O escritor referia-se ao golo de Ghiggia, autor do segundo golo do Uruguai 2-1 sobre o Brasil na final do Campeoanto do Mundo – no Maracanã.
O mesmo Ghiggia que diria mais tarde a frase: “Apenas três pessoas, com um único gesto, calaram o Maracanã: Frank Sinatra, o Papa João Paulo II e eu”.
O Brasil era considerado favorito, tinha goleado a Suécia 7-1 e a Espanha 6-1 nas partidas anteriores e jogava a final a precisar apenas de um empate (a segunda e última fase jogava-se numa classificação entre 4 seleções: Uruguai, Brasil, Suécia e Espanha).

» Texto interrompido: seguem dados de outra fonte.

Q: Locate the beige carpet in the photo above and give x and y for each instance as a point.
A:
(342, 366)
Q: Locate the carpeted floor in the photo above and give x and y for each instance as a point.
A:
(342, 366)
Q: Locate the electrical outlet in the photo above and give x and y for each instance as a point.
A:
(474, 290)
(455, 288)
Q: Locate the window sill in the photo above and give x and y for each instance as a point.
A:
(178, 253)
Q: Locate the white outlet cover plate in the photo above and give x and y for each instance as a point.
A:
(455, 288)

Classificação a uma jornada do fim:
1. Brasil 4
2. Uruguai 3
3. Espanha 1
4. Suécia 0
Brasil-Suécia 7-1
Uruguai-Espanha 2-2
Uruguai-Suécia 3-2
Brasil-Espanha 6-1
A seleção da casa contava com o apoio de 200 mil adeptos (os números oficiais dão 173.850 pagantes, mas os relatos dizem que havia mais gente nas arquibancadas).

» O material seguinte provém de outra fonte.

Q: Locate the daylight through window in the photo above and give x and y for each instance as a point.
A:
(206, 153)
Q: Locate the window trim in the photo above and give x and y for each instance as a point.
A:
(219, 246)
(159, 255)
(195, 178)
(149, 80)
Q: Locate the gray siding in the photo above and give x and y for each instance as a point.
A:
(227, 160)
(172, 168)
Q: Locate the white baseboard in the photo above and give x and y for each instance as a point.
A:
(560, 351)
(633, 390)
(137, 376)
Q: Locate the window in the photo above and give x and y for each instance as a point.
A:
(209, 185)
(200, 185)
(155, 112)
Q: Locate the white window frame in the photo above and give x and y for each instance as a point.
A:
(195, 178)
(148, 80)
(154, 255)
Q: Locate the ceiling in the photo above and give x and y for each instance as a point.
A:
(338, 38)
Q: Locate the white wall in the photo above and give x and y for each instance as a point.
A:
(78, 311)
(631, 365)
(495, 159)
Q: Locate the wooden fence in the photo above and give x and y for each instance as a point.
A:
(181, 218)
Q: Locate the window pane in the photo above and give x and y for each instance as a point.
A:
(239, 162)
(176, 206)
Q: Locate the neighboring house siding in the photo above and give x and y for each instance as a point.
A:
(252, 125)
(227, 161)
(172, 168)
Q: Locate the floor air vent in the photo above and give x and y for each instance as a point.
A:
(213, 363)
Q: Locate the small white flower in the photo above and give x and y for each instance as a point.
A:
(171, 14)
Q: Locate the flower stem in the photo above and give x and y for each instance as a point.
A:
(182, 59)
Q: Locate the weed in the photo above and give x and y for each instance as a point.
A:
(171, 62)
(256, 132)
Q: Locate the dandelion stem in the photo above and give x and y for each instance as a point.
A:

Estava tudo pronto para a festa.
Tudo menos, claro, os uruguaios liderados pelo super capitão Obdulio Varela.
O Brasil marcou primeiro por Friaça. O pior (na óptica do brasileiro) veio a seguir. Os 13 minutos que mudariam para sempre a história brasileira (social, cultural e desportiva).
- Juan Schiaffino empatou aos 66
- Alcides Ghiggia fez o 2-1 aos 79
Classificação final:
1. Uruguai 5
2. Brasil 4
3. Suécia 2
4. Espanha 1
Uruguai-Brasil 2-1
Suécia-Espanha 3-1
Eis a Anatomia de uma Derrota se quisermos pegar no livro de Paulo Perdigão.
O país entrou em colapso, ganhou complexo de vira-lata, esse sentimento de inferioridade cunhado por Nelson rodrigues.
O Brasil só se recuperaria do choque (pelo menos no campo futebolístico) em 1958, quando ganhou o Mundial pela primeira vez – mas o fenómeno de vira-lata ou vira-latismo acentuou-se numa nação com pouca auto-estima.
Para Rodrigues, o fenómeno não se limitava ao campo futebolístico:
«Por ‘complexo de vira-lata’ entendo eu a inferioridade em que o brasileiro se coloca, voluntariamente, em face do resto do mundo. O brasileiro é um narciso às avessas, que cospe na própria imagem. Eis a verdade: não encontramos pretextos pessoais ou históricos para a autoestima»
Parecia o fim de um sonho.
Para muitos brasileiros nunca mais o país venceria um Mundial. Ao contrário do Uruguai: festejou no Rio de Janeiro o seu bicampeonato, tinha vencido o primeiro de todos em 1930, eram bicampeões olímpicos em 1924 e 1928, em Paris e Amsterdão.
Mas deu-se o inverso.
Depois do Maracanazo o Brasil mudou de camisola, deixou o branco “inexpressivo” e a federação brasileira (CBF) abriu um concurso para a nova indumentária: venceu Aldyr Schlee, um brasileiro nascido na fronteira com o Uruguai (e que contava não ter ficado triste com o triunfo uruguaio na final de 1950).
Schlee escolheu o amarelo-ouro para a camisola e o azul-cobalto para os calções. Não eram as tonalidades da bandeira mas o seu desenho foi o escolhido.

Com essa camisola amarela foi o que se viu: o Brasil conquistaria cinco Mundiais e é a seleção com mais títulos. Todo o mundo tenta só o Brasil é penta.
E o Uruguai não voltou sequer a disputar uma final de um Campeonato do Mundo.